# Pause Recording Feature Request



## Scorge120 (Jan 30, 2018)

Not sure if this is the right place to post feature requests. 

The ability to pause recordings would be very handy.


----------



## dodgepong (Jan 30, 2018)

Thanks for the suggestion. This has been requested many times before, but unfortunately it's pretty low priority. It's still on the to-do list, though.


----------



## Scorge120 (Jan 30, 2018)

Everything else seems amazing. Thanks to the developers for making a great piece of freeware.


----------



## Kane (Feb 3, 2018)

Hey I have not seen this requested for a bit hehe. Yeah there is something like 30-40 separate posts on this. But the current devs have it very low on their list but it does not mean one will not someday say I want that feature and add it. I think the big thing is most devs have worked on it as a streaming program mostly first. I myself use it for video recording as I think it's one the best out there to have it pre encoded, etc.

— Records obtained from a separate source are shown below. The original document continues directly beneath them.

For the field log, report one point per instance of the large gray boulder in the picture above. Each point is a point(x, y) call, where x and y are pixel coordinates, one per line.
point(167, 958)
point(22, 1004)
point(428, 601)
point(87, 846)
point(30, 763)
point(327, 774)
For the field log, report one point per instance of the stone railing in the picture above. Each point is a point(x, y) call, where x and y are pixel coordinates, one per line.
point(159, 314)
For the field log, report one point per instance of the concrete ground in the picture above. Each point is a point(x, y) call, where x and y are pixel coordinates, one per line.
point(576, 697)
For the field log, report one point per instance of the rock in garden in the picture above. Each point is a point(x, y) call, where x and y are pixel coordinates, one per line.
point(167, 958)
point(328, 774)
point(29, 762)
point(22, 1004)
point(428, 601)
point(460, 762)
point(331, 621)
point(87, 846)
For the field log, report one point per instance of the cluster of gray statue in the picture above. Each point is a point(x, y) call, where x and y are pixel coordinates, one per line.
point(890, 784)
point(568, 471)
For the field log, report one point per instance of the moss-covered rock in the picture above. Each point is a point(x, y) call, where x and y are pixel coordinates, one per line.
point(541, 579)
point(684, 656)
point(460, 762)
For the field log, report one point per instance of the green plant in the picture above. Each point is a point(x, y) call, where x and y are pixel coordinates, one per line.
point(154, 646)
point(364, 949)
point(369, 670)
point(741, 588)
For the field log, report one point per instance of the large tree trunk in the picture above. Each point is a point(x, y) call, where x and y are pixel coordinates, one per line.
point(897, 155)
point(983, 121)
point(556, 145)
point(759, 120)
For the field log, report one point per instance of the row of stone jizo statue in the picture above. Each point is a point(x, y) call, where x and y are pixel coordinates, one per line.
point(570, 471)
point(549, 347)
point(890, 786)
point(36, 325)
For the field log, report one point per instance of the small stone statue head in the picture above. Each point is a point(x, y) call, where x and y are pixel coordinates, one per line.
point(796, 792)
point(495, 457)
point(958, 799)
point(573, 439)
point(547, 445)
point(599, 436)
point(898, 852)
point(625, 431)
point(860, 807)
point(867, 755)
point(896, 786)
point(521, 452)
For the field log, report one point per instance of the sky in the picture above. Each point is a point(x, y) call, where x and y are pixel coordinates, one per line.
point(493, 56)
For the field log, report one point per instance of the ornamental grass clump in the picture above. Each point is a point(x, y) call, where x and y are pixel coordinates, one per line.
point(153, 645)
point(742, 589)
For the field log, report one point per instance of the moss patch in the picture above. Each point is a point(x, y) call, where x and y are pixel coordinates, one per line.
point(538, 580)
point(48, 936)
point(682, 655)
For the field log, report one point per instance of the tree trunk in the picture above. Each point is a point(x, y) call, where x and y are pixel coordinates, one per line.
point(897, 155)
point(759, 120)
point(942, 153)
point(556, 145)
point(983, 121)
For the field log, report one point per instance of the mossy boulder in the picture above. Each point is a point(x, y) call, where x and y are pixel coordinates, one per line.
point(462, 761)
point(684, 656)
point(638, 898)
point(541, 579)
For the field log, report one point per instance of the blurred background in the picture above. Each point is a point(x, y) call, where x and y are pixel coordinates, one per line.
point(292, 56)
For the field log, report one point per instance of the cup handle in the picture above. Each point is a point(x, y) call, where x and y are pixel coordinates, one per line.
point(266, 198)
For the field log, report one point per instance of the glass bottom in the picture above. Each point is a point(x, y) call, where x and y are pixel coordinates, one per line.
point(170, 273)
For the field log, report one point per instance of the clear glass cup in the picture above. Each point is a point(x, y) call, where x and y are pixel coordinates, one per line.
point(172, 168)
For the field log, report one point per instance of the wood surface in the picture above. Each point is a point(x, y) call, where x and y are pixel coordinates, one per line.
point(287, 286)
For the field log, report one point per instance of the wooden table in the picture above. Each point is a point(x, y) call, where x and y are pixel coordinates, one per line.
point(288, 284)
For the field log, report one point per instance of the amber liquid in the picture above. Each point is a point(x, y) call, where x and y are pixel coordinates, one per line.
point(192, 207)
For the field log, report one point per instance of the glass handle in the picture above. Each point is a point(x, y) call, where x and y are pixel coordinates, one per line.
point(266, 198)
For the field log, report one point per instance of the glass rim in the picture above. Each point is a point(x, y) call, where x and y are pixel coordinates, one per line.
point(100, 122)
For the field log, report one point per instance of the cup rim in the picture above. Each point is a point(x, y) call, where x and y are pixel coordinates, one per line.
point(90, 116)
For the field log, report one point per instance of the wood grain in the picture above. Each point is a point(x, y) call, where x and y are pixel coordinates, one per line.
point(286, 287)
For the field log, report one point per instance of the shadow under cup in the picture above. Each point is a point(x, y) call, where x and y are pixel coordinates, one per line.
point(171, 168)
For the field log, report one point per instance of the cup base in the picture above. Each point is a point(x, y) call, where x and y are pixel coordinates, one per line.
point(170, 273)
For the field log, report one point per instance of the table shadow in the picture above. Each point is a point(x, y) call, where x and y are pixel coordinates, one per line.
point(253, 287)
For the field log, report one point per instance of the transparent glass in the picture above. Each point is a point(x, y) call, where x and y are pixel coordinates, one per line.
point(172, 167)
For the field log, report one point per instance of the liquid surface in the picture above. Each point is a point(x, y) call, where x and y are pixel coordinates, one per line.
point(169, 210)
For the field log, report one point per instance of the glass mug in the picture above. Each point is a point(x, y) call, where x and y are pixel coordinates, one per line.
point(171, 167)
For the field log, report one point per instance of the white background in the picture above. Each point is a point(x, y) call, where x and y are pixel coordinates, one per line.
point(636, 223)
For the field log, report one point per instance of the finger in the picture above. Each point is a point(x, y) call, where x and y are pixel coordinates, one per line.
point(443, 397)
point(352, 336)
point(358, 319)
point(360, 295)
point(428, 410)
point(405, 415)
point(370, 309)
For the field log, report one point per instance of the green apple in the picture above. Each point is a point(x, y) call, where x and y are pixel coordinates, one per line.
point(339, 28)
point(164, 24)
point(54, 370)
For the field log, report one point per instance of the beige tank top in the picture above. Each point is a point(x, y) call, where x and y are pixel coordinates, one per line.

Sadly for now I been using ffmpeg you can use it to join 2 parts but it still gets a bit messy and mixed up a times but it works.


----------



## TradeUp (Feb 23, 2018)

I signed up just to request this feature. Otherwise, it's awesome. To be honest, I'm stunned it doesn't have pause recording already built in since it has so many advanced features and this seems to me to be a rather obvious/simple one. I'm a day trader and having long videos for no reason is not what I'm really looking for. I'm currently doing multiple short videos, but that isn't exactly what I want either. The ability to just hit pause until  the need to record would be perfect. Hopefully you can bump that up the priority list  a few notches! :) 
Otherwise, this is a top notch program! Thanks for the program and for listening to my feedback!
:)


----------



## Eirik GM (Feb 26, 2018)

Hi!
(Signed up for this featurerequest only.:) )
Just wanted to join the friendly team of featurerequesters and sing my praises over this program! If someone in the development-team someday wishes to implement the pause-feature I can surely say that a flow of teachers would turn to OBS-studio as THE standard recording-program! I love the opensource, flexibility, performance, workflow and probably a lot of other brilliant features which is jet to be discovered:)

I'm one of the teachers, and record all my classes to let my students replay and go back if they need to. Sometimes we run livestreams if the students are somewhere else than in my physical classroom. OBS is an amazing program for excactly this kind of purpose! But usually I teach for 10-20 minutes and then let the students work on problemsolving, before a 5 minute short summary, followed by a little pause, before jumping back on the theory...... In other words: lots of pauses in between each chunk of theory. maybe the ratio "teachertalk" vs "problemsolving/discussion" is around 60-40%...?

When livestreaming, I "pause" the video using "be-right-back"-scenes, but if the students need to check some of the material again later, they will need to find their ways back through lots of empty spaces in the video. So I usually trim my videos before uploading, rendering every video one more time, then uploading.....! Using perhaps 5 minutes per video (+rendering in the background). 8 classes with 1-2 videos per class each week, eventually consumes a bit too much time for me.

But this "simple" feature (as I've understood maybe is not that simple to implement) would make OBS extremely attractive for tons of teachers like me! I wouldnt use a single second on post-production before uploading it to my channels (mainly youtube) and learningplatforms on the web. Ending up with giving my students the opportunity to study for themselves.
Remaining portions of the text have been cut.